Could be worth trying a plain git annex addurl ... (maybe also with https). But from the error message it seems that git-annex is called in a correct way, and reported that it could not access the URL.

There are two other ways that I would suggest. Both avoid including the username & password in the URL and use DataLad’s credential management system.

Alternative 1 (plain DataLad): datalad special remote

To use DataLad’s credential system, you can enable the datalad special remote (note: using git annex addurl in examples for simplicity, but if it works, datalad addurls should too)

git annex initremote datalad type=external externaltype=datalad encryption=none
git annex addurl http://domain.com/file/to/path/test_data.txt

at which point you would be guided through setting up a providers configuration (saved in your ~/.config/datalad/providers/, but can also be placed in dataset’s .datalad/providers) and setting a credential (stored in your system keyring, see datalad wtf --section credentials for a clue). The configuration includes e.g. the URL pattern for which the credentials would be used.

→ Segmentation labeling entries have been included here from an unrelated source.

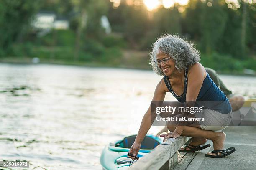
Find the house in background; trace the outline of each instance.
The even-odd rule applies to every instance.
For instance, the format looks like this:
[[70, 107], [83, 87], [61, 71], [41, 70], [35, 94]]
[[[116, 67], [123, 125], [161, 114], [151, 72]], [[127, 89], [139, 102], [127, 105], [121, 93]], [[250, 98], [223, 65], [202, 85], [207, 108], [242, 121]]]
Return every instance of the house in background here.
[[[102, 16], [100, 23], [106, 34], [111, 33], [111, 28], [106, 16]], [[68, 20], [58, 18], [54, 13], [51, 12], [40, 12], [38, 13], [35, 15], [31, 25], [34, 28], [38, 30], [38, 35], [39, 36], [49, 33], [52, 28], [56, 30], [67, 30], [69, 28]]]
[[58, 18], [52, 12], [41, 12], [35, 16], [32, 22], [32, 26], [38, 32], [37, 35], [43, 36], [49, 33], [51, 29], [67, 30], [69, 28], [69, 22], [64, 18]]

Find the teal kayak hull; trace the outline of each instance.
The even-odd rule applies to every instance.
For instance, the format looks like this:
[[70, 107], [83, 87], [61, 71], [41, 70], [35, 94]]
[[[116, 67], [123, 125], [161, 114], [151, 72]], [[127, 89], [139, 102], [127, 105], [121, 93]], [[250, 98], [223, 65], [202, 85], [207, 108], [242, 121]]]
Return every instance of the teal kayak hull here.
[[[161, 142], [161, 140], [155, 136], [147, 135], [146, 136], [155, 140], [159, 143]], [[100, 164], [103, 170], [123, 170], [128, 168], [129, 165], [128, 163], [118, 164], [117, 162], [117, 160], [123, 157], [127, 157], [127, 154], [130, 150], [129, 148], [123, 147], [122, 143], [123, 142], [124, 142], [123, 140], [119, 140], [115, 142], [110, 143], [103, 149], [100, 157]], [[121, 144], [118, 146], [117, 144]], [[151, 152], [153, 149], [141, 149], [137, 156], [141, 157]]]

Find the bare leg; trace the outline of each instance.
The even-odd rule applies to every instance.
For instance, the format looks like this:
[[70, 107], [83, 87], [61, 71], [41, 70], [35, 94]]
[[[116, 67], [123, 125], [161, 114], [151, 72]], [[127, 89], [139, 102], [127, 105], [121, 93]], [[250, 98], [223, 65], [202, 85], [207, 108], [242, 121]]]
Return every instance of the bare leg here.
[[233, 112], [240, 109], [244, 104], [244, 98], [239, 94], [234, 94], [228, 98]]
[[[167, 127], [169, 130], [173, 132], [175, 130], [176, 126], [176, 125], [168, 124]], [[192, 137], [209, 139], [212, 141], [215, 150], [223, 150], [224, 142], [226, 139], [226, 134], [223, 132], [202, 130], [199, 127], [192, 126], [186, 126], [181, 134], [182, 136]], [[210, 152], [208, 152], [207, 154], [212, 155], [216, 155], [215, 153]]]

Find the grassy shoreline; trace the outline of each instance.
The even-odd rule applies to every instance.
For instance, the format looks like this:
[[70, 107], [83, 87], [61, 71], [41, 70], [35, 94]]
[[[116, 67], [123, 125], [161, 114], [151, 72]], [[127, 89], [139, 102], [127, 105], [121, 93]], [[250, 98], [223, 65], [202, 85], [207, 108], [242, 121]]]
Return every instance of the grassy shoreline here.
[[[0, 63], [5, 63], [14, 64], [52, 64], [59, 65], [74, 66], [84, 66], [87, 67], [100, 67], [100, 68], [120, 68], [125, 69], [135, 69], [138, 70], [150, 70], [149, 65], [148, 66], [145, 64], [133, 65], [116, 65], [111, 64], [110, 63], [101, 63], [95, 62], [85, 62], [82, 61], [75, 61], [72, 60], [55, 60], [50, 61], [43, 58], [41, 59], [40, 62], [38, 64], [34, 64], [32, 62], [32, 58], [29, 57], [8, 57], [5, 58], [0, 58]], [[240, 75], [256, 76], [256, 75], [250, 75], [245, 74], [243, 71], [238, 71], [236, 73], [233, 72], [232, 71], [218, 71], [218, 73], [222, 74], [228, 74], [232, 75]]]

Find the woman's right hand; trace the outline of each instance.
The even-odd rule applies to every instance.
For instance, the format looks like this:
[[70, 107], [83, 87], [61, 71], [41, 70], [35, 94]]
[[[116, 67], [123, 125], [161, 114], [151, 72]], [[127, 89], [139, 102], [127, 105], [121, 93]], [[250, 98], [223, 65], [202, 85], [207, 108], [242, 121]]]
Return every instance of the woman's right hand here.
[[[141, 148], [141, 144], [139, 143], [136, 143], [134, 142], [130, 149], [129, 153], [131, 153], [133, 156], [136, 156], [138, 153], [139, 150]], [[134, 159], [135, 157], [131, 157], [129, 156], [129, 157], [131, 158], [132, 159]]]
[[159, 136], [159, 135], [161, 134], [163, 132], [168, 132], [168, 129], [167, 127], [167, 126], [165, 126], [162, 129], [161, 129], [159, 132], [157, 133], [157, 134], [156, 134], [156, 136]]

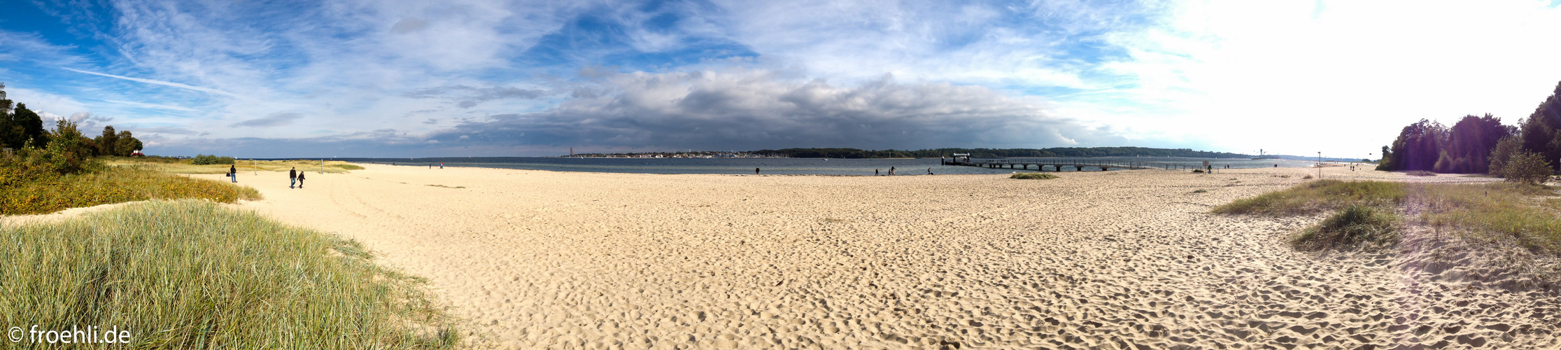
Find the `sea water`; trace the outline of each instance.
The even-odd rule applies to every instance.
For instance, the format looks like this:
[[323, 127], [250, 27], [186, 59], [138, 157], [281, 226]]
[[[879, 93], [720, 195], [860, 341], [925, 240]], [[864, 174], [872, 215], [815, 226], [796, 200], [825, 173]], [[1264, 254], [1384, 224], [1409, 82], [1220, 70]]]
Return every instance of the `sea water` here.
[[[1086, 161], [1107, 164], [1150, 164], [1172, 169], [1200, 169], [1208, 161], [1214, 169], [1252, 169], [1252, 167], [1310, 167], [1314, 161], [1288, 159], [1247, 159], [1247, 158], [1177, 158], [1177, 156], [1101, 156], [1101, 158], [1005, 158], [1008, 161]], [[415, 167], [498, 167], [498, 169], [529, 169], [556, 172], [620, 172], [620, 173], [754, 173], [754, 167], [763, 175], [888, 175], [890, 167], [894, 175], [927, 175], [932, 169], [935, 175], [949, 173], [1010, 173], [1037, 172], [1030, 169], [988, 169], [971, 166], [943, 166], [938, 158], [334, 158], [332, 161], [395, 164]], [[974, 161], [980, 161], [979, 158]], [[1054, 167], [1046, 167], [1052, 170]], [[1074, 172], [1074, 167], [1065, 167]], [[1097, 172], [1099, 167], [1085, 167], [1085, 172]]]

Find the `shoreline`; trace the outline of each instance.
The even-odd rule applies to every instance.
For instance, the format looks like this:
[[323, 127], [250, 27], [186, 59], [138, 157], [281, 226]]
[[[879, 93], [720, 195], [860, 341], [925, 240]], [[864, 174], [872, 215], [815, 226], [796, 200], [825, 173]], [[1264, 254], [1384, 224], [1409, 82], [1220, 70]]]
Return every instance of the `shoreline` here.
[[[1208, 214], [1302, 183], [1307, 167], [1037, 181], [361, 166], [311, 173], [304, 189], [240, 177], [265, 200], [228, 206], [359, 241], [428, 278], [479, 348], [1433, 345], [1470, 317], [1561, 302], [1406, 270], [1424, 258], [1291, 250], [1285, 236], [1314, 217]], [[1475, 306], [1489, 295], [1502, 297]], [[1556, 344], [1488, 325], [1502, 327], [1445, 336]]]

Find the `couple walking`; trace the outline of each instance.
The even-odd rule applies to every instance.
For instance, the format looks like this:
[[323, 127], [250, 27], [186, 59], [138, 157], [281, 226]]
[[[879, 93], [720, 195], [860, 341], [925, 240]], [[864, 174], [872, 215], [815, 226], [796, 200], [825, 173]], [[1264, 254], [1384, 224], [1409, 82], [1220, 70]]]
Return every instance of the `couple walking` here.
[[298, 172], [298, 167], [293, 167], [292, 170], [287, 170], [287, 188], [290, 189], [290, 188], [293, 188], [293, 184], [298, 184], [298, 188], [301, 189], [303, 188], [303, 173], [304, 172]]

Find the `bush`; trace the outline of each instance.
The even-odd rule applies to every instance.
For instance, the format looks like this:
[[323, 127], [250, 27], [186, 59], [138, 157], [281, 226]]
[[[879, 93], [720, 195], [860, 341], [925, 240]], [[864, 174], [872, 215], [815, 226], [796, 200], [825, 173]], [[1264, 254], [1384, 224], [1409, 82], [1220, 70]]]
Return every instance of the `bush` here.
[[1519, 152], [1502, 167], [1502, 177], [1513, 183], [1541, 184], [1550, 180], [1550, 161], [1533, 152]]
[[1391, 244], [1399, 234], [1392, 212], [1369, 205], [1349, 205], [1316, 227], [1307, 228], [1291, 245], [1319, 250], [1355, 244]]
[[195, 158], [190, 158], [190, 164], [195, 164], [195, 166], [211, 166], [211, 164], [233, 166], [233, 156], [195, 155]]
[[1012, 175], [1012, 177], [1008, 177], [1008, 178], [1024, 178], [1024, 180], [1052, 180], [1052, 178], [1057, 178], [1057, 175], [1051, 175], [1051, 173], [1043, 173], [1043, 172], [1021, 172], [1021, 173], [1015, 173], [1015, 175]]

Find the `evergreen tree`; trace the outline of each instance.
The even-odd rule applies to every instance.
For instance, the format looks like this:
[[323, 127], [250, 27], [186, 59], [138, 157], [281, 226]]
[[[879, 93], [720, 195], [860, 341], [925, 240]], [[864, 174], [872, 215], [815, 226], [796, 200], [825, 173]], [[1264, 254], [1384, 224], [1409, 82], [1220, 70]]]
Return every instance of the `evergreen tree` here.
[[92, 144], [97, 145], [97, 155], [117, 156], [114, 148], [119, 147], [119, 133], [114, 133], [114, 125], [103, 127], [103, 134], [92, 138]]

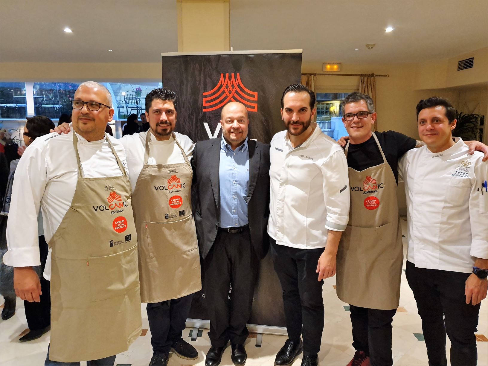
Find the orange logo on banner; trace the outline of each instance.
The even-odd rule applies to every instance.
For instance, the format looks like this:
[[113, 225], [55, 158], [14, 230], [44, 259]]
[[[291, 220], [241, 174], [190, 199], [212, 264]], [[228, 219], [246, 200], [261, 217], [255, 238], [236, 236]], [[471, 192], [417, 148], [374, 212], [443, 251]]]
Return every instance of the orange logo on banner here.
[[244, 86], [239, 73], [237, 76], [233, 73], [230, 75], [221, 74], [217, 86], [203, 93], [203, 112], [218, 109], [229, 102], [240, 102], [249, 112], [258, 111], [258, 93]]
[[169, 207], [171, 208], [178, 208], [183, 204], [183, 199], [180, 196], [173, 196], [169, 199]]
[[119, 216], [114, 219], [112, 225], [117, 232], [122, 233], [127, 228], [127, 220], [123, 216]]
[[117, 192], [111, 192], [110, 195], [108, 197], [107, 197], [107, 201], [108, 201], [108, 203], [111, 203], [114, 201], [120, 201], [122, 202], [122, 197], [117, 194]]

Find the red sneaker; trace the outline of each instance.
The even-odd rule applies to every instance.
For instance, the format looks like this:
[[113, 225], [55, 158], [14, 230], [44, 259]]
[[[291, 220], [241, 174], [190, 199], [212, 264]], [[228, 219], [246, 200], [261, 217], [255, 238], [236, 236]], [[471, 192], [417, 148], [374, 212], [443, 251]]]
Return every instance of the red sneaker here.
[[354, 357], [347, 366], [370, 366], [369, 356], [366, 356], [363, 351], [356, 351]]

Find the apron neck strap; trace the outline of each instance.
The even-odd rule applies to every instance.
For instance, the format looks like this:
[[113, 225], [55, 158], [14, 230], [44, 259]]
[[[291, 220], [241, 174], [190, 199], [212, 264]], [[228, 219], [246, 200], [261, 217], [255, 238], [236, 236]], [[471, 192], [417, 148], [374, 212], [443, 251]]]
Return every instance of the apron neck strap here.
[[[151, 135], [152, 135], [152, 132], [151, 132], [151, 129], [147, 130], [147, 134], [146, 135], [146, 145], [145, 148], [144, 150], [144, 165], [147, 165], [147, 162], [149, 161], [149, 142], [151, 141]], [[183, 148], [181, 147], [180, 144], [180, 142], [178, 142], [178, 140], [176, 139], [176, 135], [175, 134], [174, 132], [171, 133], [171, 136], [173, 136], [173, 138], [174, 139], [175, 142], [176, 143], [177, 146], [180, 148], [180, 149], [182, 151], [182, 154], [183, 155], [183, 158], [184, 159], [185, 163], [189, 163], [190, 161], [188, 160], [188, 157], [186, 156], [186, 154], [185, 154], [184, 150], [183, 150]]]
[[[115, 157], [115, 160], [117, 161], [117, 164], [119, 165], [119, 168], [121, 170], [121, 172], [122, 172], [122, 175], [126, 175], [127, 173], [125, 172], [125, 168], [123, 167], [122, 162], [119, 158], [119, 155], [118, 155], [117, 153], [115, 152], [115, 149], [114, 148], [114, 145], [112, 144], [112, 142], [110, 141], [110, 139], [109, 139], [108, 137], [107, 136], [106, 133], [104, 133], [103, 138], [104, 139], [106, 139], [107, 142], [108, 142], [108, 146], [110, 146], [110, 150], [112, 150], [112, 153], [114, 154], [114, 156]], [[73, 146], [75, 148], [75, 154], [76, 155], [76, 162], [78, 164], [78, 176], [81, 178], [83, 178], [84, 174], [83, 172], [83, 167], [81, 166], [81, 161], [80, 160], [80, 153], [78, 152], [78, 137], [76, 135], [76, 133], [73, 131]]]
[[[381, 146], [380, 145], [380, 142], [378, 141], [378, 138], [376, 137], [376, 134], [374, 132], [371, 132], [371, 134], [373, 135], [373, 137], [374, 138], [374, 141], [376, 142], [376, 144], [378, 145], [378, 148], [380, 150], [380, 153], [381, 154], [382, 157], [383, 158], [383, 163], [387, 163], [386, 158], [385, 156], [385, 154], [383, 153], [383, 150], [381, 148]], [[344, 149], [344, 153], [346, 154], [346, 157], [347, 157], [347, 150], [349, 150], [349, 144], [350, 142], [349, 140], [347, 140], [347, 143], [346, 145], [346, 148]]]

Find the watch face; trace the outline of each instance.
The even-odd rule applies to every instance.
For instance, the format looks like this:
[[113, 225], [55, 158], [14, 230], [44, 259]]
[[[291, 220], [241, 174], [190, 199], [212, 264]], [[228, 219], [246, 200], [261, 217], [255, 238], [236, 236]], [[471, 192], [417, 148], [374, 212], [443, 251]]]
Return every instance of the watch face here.
[[488, 270], [476, 268], [473, 273], [480, 278], [486, 278], [488, 277]]

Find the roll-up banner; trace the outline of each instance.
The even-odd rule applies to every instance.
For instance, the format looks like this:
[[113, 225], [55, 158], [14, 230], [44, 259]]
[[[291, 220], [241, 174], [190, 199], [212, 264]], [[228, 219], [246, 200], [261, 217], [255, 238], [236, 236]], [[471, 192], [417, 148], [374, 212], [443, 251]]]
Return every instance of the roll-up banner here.
[[[250, 139], [269, 143], [284, 129], [281, 97], [288, 85], [300, 82], [302, 50], [161, 55], [163, 87], [178, 96], [175, 131], [195, 142], [220, 137], [221, 112], [230, 102], [245, 105]], [[202, 281], [202, 291], [193, 298], [188, 326], [209, 326], [205, 290], [212, 284], [205, 282], [204, 273]], [[286, 334], [282, 293], [268, 253], [260, 263], [249, 330]]]

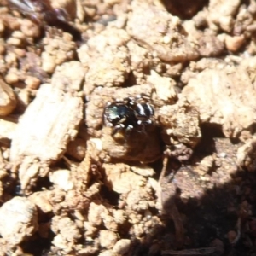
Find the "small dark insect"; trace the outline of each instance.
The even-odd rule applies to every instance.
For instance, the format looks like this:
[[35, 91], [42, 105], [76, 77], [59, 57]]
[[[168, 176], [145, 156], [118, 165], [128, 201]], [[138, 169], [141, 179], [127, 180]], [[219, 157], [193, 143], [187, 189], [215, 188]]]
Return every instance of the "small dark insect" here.
[[49, 0], [9, 0], [9, 5], [28, 16], [42, 26], [45, 23], [54, 26], [73, 35], [74, 40], [81, 40], [81, 33], [68, 23], [67, 12], [62, 9], [54, 9]]
[[124, 131], [129, 137], [133, 130], [145, 132], [145, 126], [153, 124], [154, 108], [148, 102], [139, 103], [137, 98], [108, 102], [104, 109], [104, 123], [113, 127], [111, 135]]

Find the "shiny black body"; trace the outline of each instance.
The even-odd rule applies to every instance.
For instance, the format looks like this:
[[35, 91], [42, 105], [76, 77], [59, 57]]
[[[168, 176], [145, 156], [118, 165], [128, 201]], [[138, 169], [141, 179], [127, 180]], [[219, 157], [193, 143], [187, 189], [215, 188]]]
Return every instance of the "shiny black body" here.
[[134, 98], [108, 103], [104, 110], [104, 123], [113, 127], [112, 136], [124, 131], [129, 136], [133, 130], [145, 132], [145, 125], [152, 125], [153, 107], [147, 102], [137, 102]]

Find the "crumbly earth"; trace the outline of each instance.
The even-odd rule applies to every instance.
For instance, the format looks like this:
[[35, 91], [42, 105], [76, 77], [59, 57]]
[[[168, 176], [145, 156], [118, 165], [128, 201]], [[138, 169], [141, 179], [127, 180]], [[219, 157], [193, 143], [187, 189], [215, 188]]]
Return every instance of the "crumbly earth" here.
[[[11, 2], [0, 256], [255, 255], [255, 1]], [[152, 124], [113, 132], [129, 98]]]

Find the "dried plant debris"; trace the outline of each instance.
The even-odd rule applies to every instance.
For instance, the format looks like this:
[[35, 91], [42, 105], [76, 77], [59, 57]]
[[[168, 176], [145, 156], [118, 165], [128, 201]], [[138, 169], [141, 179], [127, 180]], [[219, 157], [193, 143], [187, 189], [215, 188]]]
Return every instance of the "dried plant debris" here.
[[38, 173], [45, 176], [49, 166], [65, 153], [68, 142], [78, 132], [82, 108], [81, 97], [72, 92], [65, 93], [49, 84], [41, 85], [12, 140], [10, 160], [20, 166], [23, 189], [37, 180]]
[[255, 254], [255, 1], [192, 2], [0, 0], [0, 255]]

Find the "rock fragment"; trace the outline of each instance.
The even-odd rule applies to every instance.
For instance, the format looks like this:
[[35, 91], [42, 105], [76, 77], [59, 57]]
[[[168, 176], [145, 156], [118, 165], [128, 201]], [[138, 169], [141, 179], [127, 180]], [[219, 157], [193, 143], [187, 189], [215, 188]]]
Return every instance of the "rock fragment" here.
[[0, 208], [0, 234], [12, 246], [20, 244], [38, 230], [38, 212], [29, 200], [14, 197]]
[[165, 61], [184, 61], [199, 55], [183, 32], [181, 20], [146, 2], [133, 1], [127, 31], [137, 43]]

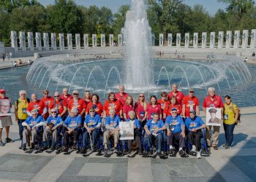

Alternative 2 (DataLad-next extension): uncurl special remote

If you install datalad-next extension (note: as of today I would strongly recommend the beta release, pip install datalad-next==1.0.0b3, over the “regular” 0.6 version), you will have access to datalad credentials command for easier credential management, and the uncurl special remote that uses next’s credential workflow (see the docs for details on both). This would translate to:

git annex initremote uncurl type=external externaltype=uncurl encryption=none
git annex addurl http://domain.com/file/to/path/test_data.txt

at which point you would be prompted for credentials (stored in your system keyring), that would be associated with given URL realm by a config entry in your ~/.gitconfig.

Note: you can optionally set autoenable=true for the remote, to enable it automatically for clones.